Weatherly Legion Auxiliary helps feed 700 veteran families
Donating a few hours to help veterans’ families round out their Easter dinner table is a small sacrifice, given what those on the receiving end did for our nation.
That’s how the members of the Weatherly American Legion Auxiliary Unit 360 felt about packing Easter food boxes for VALOR, Veterans Assisted Living Outreach, veterans food pantry in Kunkletown.
Five auxiliary members volunteered to pack boxes that were distributed this week to more than 700 veterans and their families for Easter.
Unit President Georgeann Herling saw the nonprofit needed volunteers to pack boxes and members eagerly stepped up despite their own busy Easter week activities, she said.
“We try to honor our veterans’ sacrifice,” Herling said Tuesday, a day after the group helped pack 756 food boxes as a service to the nation’s veterans. “Some of them really need the help and they’re forgotten.
“People don’t think of them, of what they did,” she said. “They gave up their homes, their families, and in many cases, their lives, to make sure that we have freedom in this country.”
“There’s nothing we can do to totally make up for that,” Herling said, reflecting on her day of service.

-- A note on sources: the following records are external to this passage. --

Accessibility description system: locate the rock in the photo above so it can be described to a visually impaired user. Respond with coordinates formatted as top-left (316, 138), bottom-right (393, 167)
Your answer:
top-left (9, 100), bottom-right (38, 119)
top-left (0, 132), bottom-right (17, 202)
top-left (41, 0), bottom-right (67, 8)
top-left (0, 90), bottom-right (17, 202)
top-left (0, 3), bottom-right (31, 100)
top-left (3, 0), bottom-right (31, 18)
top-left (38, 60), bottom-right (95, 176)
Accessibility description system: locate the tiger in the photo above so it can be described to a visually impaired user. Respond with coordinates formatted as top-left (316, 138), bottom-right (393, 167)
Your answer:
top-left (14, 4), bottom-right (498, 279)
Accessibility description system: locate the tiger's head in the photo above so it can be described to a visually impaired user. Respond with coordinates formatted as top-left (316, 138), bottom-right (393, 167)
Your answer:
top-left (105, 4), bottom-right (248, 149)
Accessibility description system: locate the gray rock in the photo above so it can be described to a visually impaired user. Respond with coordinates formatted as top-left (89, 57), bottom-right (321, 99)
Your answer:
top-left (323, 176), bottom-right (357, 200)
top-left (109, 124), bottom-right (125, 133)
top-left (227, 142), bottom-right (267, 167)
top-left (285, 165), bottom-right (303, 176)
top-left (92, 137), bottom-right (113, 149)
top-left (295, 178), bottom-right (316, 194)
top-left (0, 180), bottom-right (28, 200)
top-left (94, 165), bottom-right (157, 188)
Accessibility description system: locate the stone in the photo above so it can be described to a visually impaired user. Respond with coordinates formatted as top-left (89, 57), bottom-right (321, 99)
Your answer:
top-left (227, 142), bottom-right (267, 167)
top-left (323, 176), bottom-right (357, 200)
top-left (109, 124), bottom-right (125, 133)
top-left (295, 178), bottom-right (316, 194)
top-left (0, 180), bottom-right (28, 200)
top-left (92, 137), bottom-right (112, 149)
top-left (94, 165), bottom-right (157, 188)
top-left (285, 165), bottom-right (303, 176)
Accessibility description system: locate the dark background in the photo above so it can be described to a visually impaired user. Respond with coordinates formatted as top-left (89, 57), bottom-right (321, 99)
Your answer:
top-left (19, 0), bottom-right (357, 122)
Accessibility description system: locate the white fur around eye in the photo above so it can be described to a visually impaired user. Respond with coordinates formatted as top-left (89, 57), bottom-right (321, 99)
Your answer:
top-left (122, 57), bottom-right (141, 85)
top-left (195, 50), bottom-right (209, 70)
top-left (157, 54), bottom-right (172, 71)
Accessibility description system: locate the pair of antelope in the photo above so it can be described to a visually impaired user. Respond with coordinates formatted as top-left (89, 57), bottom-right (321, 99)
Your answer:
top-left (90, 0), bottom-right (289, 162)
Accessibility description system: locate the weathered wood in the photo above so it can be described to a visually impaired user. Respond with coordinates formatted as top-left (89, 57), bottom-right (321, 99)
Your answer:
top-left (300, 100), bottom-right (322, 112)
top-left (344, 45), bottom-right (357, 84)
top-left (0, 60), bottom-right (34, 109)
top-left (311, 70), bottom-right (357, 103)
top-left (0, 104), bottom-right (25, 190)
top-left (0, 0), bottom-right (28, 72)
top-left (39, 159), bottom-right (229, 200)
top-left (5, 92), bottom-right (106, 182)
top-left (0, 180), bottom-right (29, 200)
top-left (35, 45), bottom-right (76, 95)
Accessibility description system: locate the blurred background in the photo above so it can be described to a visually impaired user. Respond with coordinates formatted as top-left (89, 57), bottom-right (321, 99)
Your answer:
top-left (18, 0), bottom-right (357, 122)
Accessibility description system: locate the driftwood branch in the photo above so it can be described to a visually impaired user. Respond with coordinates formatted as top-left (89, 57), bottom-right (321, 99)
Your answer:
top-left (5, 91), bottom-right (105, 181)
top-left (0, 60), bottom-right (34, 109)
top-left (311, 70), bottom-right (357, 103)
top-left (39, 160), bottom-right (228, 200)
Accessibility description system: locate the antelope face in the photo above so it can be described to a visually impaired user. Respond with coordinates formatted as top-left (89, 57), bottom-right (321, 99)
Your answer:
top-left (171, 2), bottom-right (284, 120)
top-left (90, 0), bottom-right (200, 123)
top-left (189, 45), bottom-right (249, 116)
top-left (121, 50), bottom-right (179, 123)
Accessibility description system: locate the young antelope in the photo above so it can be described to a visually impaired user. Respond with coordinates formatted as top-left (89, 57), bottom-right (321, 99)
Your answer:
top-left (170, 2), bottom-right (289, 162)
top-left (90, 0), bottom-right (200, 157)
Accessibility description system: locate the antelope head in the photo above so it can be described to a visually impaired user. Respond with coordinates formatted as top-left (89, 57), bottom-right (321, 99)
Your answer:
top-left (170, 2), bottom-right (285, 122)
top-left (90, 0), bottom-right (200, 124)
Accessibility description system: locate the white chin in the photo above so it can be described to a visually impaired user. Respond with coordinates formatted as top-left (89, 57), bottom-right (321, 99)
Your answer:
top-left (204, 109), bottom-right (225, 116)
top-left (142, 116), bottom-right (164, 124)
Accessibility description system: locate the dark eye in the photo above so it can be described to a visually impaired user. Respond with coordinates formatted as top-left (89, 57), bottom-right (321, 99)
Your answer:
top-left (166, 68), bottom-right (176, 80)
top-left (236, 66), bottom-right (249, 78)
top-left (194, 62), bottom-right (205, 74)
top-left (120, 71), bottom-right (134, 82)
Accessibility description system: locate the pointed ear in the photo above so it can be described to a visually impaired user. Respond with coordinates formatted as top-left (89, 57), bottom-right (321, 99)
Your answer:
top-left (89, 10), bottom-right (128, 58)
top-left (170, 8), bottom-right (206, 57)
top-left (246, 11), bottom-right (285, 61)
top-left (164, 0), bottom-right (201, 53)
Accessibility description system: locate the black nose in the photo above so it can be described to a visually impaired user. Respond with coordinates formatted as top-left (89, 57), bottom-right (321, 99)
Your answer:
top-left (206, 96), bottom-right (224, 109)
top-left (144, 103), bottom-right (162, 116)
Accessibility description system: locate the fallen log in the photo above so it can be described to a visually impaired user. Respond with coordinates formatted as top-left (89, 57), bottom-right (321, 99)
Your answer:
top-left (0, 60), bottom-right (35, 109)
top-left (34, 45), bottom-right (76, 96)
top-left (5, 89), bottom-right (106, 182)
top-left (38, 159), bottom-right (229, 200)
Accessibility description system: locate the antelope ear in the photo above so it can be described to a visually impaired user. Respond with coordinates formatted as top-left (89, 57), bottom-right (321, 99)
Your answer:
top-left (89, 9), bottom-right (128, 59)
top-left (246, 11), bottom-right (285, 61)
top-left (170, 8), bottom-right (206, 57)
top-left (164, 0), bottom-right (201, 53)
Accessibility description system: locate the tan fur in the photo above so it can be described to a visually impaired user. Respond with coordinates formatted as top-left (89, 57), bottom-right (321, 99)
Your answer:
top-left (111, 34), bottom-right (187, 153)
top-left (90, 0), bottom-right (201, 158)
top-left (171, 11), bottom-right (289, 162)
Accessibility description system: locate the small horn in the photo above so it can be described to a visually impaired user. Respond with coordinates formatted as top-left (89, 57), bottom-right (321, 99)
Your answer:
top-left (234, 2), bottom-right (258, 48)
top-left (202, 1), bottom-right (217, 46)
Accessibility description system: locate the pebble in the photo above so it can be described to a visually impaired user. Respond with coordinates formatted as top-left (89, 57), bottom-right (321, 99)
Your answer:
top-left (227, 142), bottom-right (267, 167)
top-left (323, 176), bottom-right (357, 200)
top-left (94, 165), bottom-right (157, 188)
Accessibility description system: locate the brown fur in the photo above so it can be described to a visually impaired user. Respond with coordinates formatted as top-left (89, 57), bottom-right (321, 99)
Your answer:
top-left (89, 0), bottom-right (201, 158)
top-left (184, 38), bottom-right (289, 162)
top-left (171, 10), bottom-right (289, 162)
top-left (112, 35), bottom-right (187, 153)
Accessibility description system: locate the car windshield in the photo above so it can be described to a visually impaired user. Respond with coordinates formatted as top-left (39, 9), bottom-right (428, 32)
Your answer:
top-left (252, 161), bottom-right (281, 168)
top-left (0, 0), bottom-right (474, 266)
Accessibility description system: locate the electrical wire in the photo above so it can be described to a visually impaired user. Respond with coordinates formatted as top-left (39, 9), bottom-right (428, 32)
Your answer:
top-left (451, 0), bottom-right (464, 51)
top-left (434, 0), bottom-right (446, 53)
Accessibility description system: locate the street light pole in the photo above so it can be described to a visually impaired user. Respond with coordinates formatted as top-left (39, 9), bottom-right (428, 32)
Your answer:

The Easter food boxes contained staples such as potatoes, carrots, onions, sweet potatoes, apples, cans of green beans, corn, cranberry sauce, gravy, rice, stuffing, fruit filling and pie crust, along with eggs, butter, bacon, milk, juice and bread.
The extra help preparing the boxes for their 690 families in Pennsylvania and New Jersey was welcome, said Leia Collins, pantry manager, and they had 705 boxes going out.
The Weatherly auxiliary actually prepared more boxes than the pantry needed, Collins said, but it’s all good — great, in fact. As pantry manager, she coordinates food for any veteran in need, or any family with veteran that is in need, she said.
“We’re to the point where we’re going down to Bucks County now, too,” Collins said. “We have a coordinator there, too, but I am the central pantry. All the food donations come to me, and I process and inventory the and send them out the branches of the foundation that need it.”
The pantry is transitioning to a new location in Saylorsburg, where veterans will be able to come one Wednesday a month and shop, like a grocery store, Collins said.
‘If they need something specific, we can, through donations, go and purchase things for them,” she said.
Collins, 31 days into her job, loves every minute of it, even when it feels overwhelming, she said.
“The amount of people that you help in one day, it really hits you right in the soul,” Collins said.
Auxiliary member Georgia Farrow is struck by the amount of food insecurity in the area, not just veterans, but families with children.
“I don’t like to see hungry kids in any shape or form,” she said, “And if we can help our veterans — and some of them are having a hard time right now — I feel veterans are forgotten.
“I don’t want them to be forgotten, because they deserve the best. “Unfortunately, in this society, they don’t get the best.”
Judy Desrosiers, another auxiliary member who was packing boxes Wednesday, thought about her father, grandfather and father-in-law and where they were on Easter Sunday when they served in Germany and Vietnam.
“Where were they on Easter Day? What were they eating? Were they in a ditch? Were they in a jungle? Did they have a meal that day?” she said.
One week has 168 hours to get things done and prepare for the Easter holiday for her family, Derosiers said.
“All I had to give up was five hours to help do 756 boxes to put a smile on some veterans’ faces,” she said. “I had such a good feeling when I came home.”
People have freedom in this country because of our veterans, Desrosiers said.
“Everything we enjoy are benefits we have from the sacrifices that our veterans gave,” she said.